Calculating the Probability of some Event (E)

Probability can be used to describe the relationship between given values and the chance/probability of some event occuring. This post will outline how we describe probability of some event given a fitted distribution. We will fit a distribution to then calculate the survival function using the z-score of our limit given a fitted distribution.

from scipy import stats
import pandas as pd
import numpy as np
import altair as alt
alt.data_transformers.enable('json')
DataTransformerRegistry.enable('json')
df = pd.read_csv('example_parameter.csv')

maximum likelihood estimate

In essence we either try distributions until it fits the data the best, or we know a analytical solution for the distribution at hand and get the best fitted distribution of the data right away.

mu, std = stats.norm.fit(df)
mu, std
(5.669365294764912, 1.7405441476684247)
# x between -3 and above with .001 steps.
x_axis = np.arange(
    -3, 
    mu + 5 * std, 
    0.001
)

# Mean = mu, SD = std.
y_axis = stats.norm.pdf(
    x_axis,
    mu,
    std
)

# plot
df = pd.DataFrame()
df['x'] = x_axis
df['y'] = y_axis
alt.Chart(data=df).mark_line().encode(
    x='x:Q',
    y='y:Q'
).properties(
    title='Probability'
)

png

since we have now fitted a curve around a mu (i.e. not around 0) which is the standard way of showing a distribution.

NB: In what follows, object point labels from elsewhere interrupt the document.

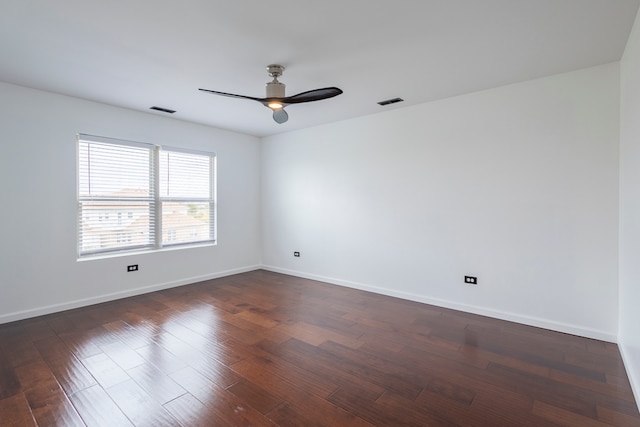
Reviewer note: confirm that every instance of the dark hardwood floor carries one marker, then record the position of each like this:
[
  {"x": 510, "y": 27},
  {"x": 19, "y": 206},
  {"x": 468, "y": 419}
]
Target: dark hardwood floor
[{"x": 264, "y": 349}]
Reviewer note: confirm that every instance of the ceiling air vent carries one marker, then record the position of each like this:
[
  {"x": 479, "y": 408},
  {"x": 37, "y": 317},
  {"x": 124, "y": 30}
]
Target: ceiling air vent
[
  {"x": 390, "y": 101},
  {"x": 164, "y": 110}
]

We will here demonstrate how to calculate the likelihood of being above a certain value based on the data that we have seen using the survival function.

2. probability of the survival function

is the $(1 - cdf)$ where cdf is the cumulative distribution function

# plot
x_axis = x_axis

y_axis = 1 - stats.norm.cdf(x_axis, mu, std)

df = pd.DataFrame()
df['parameter'] = x_axis
df['1 - cdf'] = y_axis
line = alt.Chart(df).mark_line().encode(
    x='parameter:Q',
    y='1 - cdf:Q'
).properties(
    title='Probability of being above limit'
)

vertical_y = np.arange(
    0, 
    2, 
    0.001
)
df = pd.DataFrame()
df['vertical_y'] = vertical_y
df['limit'] = limit

threshold = pd.DataFrame([{"threshold": limit}])
rule = alt.Chart(threshold).mark_rule(color='firebrick').encode(
    alt.X('threshold:Q', title='parameter')
)

line + rule

png

3. take the z-score of the fitted distribution

Since each distribution is centered around $mu$ we need to center our limit value against a normal distribution. This is where we calculate the z-score from the distribution.

$$ z = \frac{(value - mu)}{std} $$

which says how many standard deviations we are from its $mu$.

recall again that we want to see the probability of somethign accuring above the limit value. i.e. what is the probability that we exceed this value

# set the limit of the measure
limit = 9
z = (limit - mu) / std
z
1.9135594519085861

since we now have center our limit value around the $mu$ we need to apply the calculation for the probability given a distrubution that we assume with this calculation.

meaning a $\mu=0$ and a $std=1$

# x between -3 and above with .001 steps.
x_axis = np.arange(
    -3, 
    mu + 5 * std, 
    0.001
)

# Mean = mu, SD = std.
y_axis = stats.norm.pdf(
    x_axis,
    0,
    1
)

# plot
df = pd.DataFrame()
df['x'] = x_axis
df['y'] = y_axis
alt.Chart(data=df).mark_line().encode(
    x='x:Q',
    y='y:Q'
).properties(
    title='Probability'
)

png

# With z score we can now use a normal distribution for our calculations

# plot
x_axis = x_axis

y_axis = 1 - stats.norm.cdf(x_axis, 0, 1)

df = pd.DataFrame()
df['parameter'] = x_axis
df['1 - cdf'] = y_axis
line = alt.Chart(df).mark_line().encode(
    x='parameter:Q',
    y='1 - cdf:Q'
).properties(
    title='Probability of being above limit'
)

vertical_y = np.arange(
    0, 
    2, 
    0.001
)


threshold = pd.DataFrame([
    {"prev_threshold": limit},
    {"z_threshold": z}
])

rule = alt.Chart(threshold).mark_rule(color='firebrick').encode(
    x='prev_threshold:Q',
    opacity=alt.OpacityValue(0.6)
)

rule2 = alt.Chart(threshold).mark_rule(color='firebrick').encode(
    alt.X('z_threshold:Q'),
    size=alt.SizeValue(2)
)

line + (rule + rule2)

png

With the calculated z-score, we now have a way of also using the normal distribution without the need to explicitly tell $\mu, std$ for the distribution.

Back to the real world!!

Instead of writing the survival function which we will explicitly calculate the probability like so:

# score of the survival function
p = stats.norm.sf(limit, mu, std)
p
0.02783823512029548

We can now instead use the z-score for each call to a distribution.

# score of the survival function
p = stats.norm.sf(z)
p
0.02783823512029548

And we can see that it gives the same probability, just using different scales for the $\mu$, $std$